エアロバイロンメント(AVAV:AeroVironment) – 全防衛領域に量産型テックを提供 –
本動画では、米ドル建て株式への投資を前提として、エアロバイロンメント社(AeroVironment、以下「AV」)の概要と、2026年Q3(2026/1月期)までの決算動向を確認し、同社への投資を検討する上での着目点を整理する。
AV社の事業概要
- AV社は比較的低コストで大量生産可能な装備を開発・供給する軍需企業。顧客(米軍)と密接に連携しつつ今後の軍事上のニーズを実用化。ベンチャー系防衛テック企業のような開発の俊敏性を併せ持つ。
AV社のFY2025、FY2026第3四半期連結決算
- AV社の直近四半期(FY2026Q3)の売上高は前年比+143%の増収。ただしBlueHaloの買収影響も含んでおり、従来事業のオーガニック成長分は前年比+38%。
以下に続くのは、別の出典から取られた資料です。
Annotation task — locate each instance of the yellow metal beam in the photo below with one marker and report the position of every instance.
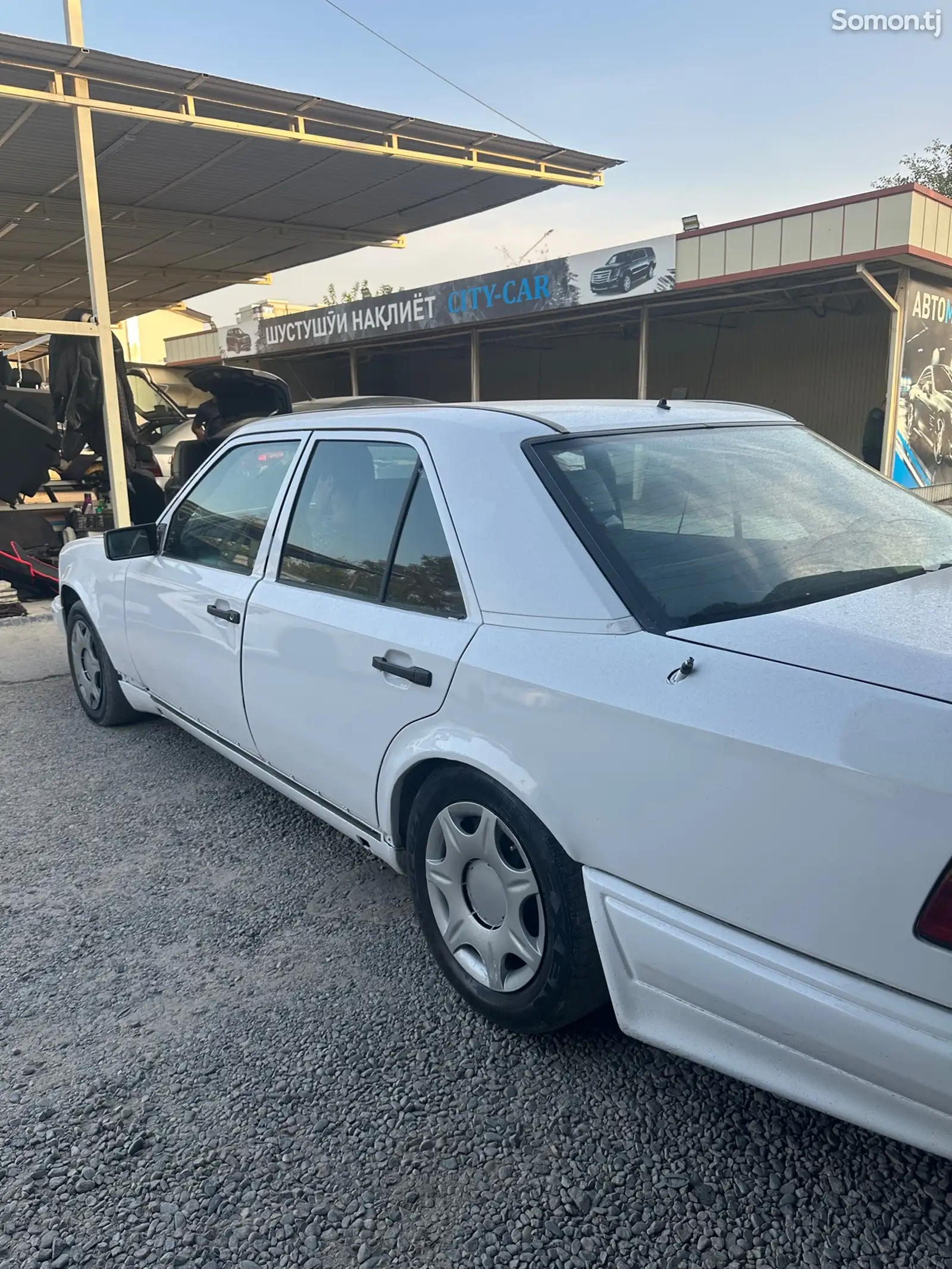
(395, 148)
(45, 327)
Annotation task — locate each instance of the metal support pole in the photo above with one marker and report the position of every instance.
(98, 284)
(643, 355)
(895, 359)
(355, 381)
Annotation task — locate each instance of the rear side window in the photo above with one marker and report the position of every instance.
(223, 519)
(423, 575)
(366, 526)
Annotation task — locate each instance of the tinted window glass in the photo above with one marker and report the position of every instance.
(346, 516)
(719, 523)
(223, 519)
(423, 575)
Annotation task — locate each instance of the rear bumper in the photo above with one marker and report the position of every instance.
(775, 1018)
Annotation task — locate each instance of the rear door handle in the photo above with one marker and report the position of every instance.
(414, 673)
(224, 615)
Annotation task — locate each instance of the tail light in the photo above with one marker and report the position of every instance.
(935, 922)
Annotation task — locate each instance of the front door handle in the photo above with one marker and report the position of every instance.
(414, 673)
(224, 615)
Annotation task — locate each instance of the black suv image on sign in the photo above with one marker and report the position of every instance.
(238, 340)
(625, 271)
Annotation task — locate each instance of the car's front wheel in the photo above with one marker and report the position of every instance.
(93, 673)
(942, 440)
(502, 905)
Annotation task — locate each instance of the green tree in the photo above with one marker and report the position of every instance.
(358, 291)
(932, 168)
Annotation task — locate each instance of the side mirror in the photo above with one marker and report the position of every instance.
(131, 543)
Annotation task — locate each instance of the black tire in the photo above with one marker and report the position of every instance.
(94, 675)
(944, 440)
(569, 981)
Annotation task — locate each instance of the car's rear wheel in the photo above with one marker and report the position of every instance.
(502, 905)
(94, 675)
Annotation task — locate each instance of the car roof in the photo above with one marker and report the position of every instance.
(563, 416)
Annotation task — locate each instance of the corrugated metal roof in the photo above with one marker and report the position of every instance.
(187, 208)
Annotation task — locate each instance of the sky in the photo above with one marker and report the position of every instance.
(720, 109)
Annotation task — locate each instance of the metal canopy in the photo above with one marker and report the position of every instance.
(206, 182)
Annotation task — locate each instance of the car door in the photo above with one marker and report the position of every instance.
(359, 622)
(186, 606)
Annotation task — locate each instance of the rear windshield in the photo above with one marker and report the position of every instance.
(710, 524)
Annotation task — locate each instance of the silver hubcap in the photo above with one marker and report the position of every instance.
(86, 664)
(486, 898)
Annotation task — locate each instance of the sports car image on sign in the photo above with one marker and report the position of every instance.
(684, 749)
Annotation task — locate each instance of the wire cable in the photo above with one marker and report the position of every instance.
(430, 69)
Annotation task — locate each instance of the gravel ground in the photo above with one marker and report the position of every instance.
(223, 1042)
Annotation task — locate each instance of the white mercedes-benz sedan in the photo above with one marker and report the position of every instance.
(649, 702)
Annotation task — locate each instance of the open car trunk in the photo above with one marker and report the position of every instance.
(240, 394)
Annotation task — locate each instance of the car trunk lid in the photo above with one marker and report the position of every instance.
(897, 636)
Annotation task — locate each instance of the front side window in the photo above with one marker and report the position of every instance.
(710, 524)
(366, 526)
(221, 521)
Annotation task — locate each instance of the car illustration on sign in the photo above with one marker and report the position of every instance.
(238, 340)
(625, 271)
(929, 411)
(684, 749)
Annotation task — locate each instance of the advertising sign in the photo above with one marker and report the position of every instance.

- Q3決算では、米国宇宙軍向け既存の契約に「利用停止命令」が出たことを受け、宇宙事業ののれん減損-151百万ドルを計上。さらに、BlueHaloの買収に伴う償却(減損)費の計上もあり、ボトムラインでは-156.6百万ドルの純損失に(前年は1.8百万ドルの損失)。
AV社の事業別状況
- AV社の主力事業は自律システム分野で売上の約2/3を占める。米陸軍からのUAS受注残は、5年間で総額8.74億ドルなど。AV社では、迎撃用無人航空機システム(Titan)や、対空レーザー兵器システム(Locust)に、多くの成長機会があると説明。
- 一方、宇宙分野では米宇宙軍からの契約打ち切りの影響により、同分野の売上が回復するのはFY2028以降の見込み。
AV社の成長機会と潜在リスク、株式投資の考え方
- イランでの紛争における現実が、一方向攻撃ドローン、カウンターUAS、指向性エネルギー兵器、ISRドローンの需要をさらに押し上げる可能性。兵器体系の世代更新の機会に。
- Q3決算の9か月累計では約9割が米国政府からの売上。SCAR以外の分野では、大量消耗品も含まれており最終的な支払いの実現性はより確実となりやすい。
- FY2026(2026年4月期)予想利益ベースでは、株価を210ドル前後とするとPERは約72倍と割高なイメージ。ただし同社では、FY2027とそれ以降の売上高が年あたり+30%以上の成長を持続する見込みを示し、さらに一過性コストの宇宙関連の減損影響も無くなることで、マージン拡大の可能性も。
- 短期的な費用の計上や減益により、株価が下方に修正されているタイミングの方が、同社への投資機会となりやすい可能性もある。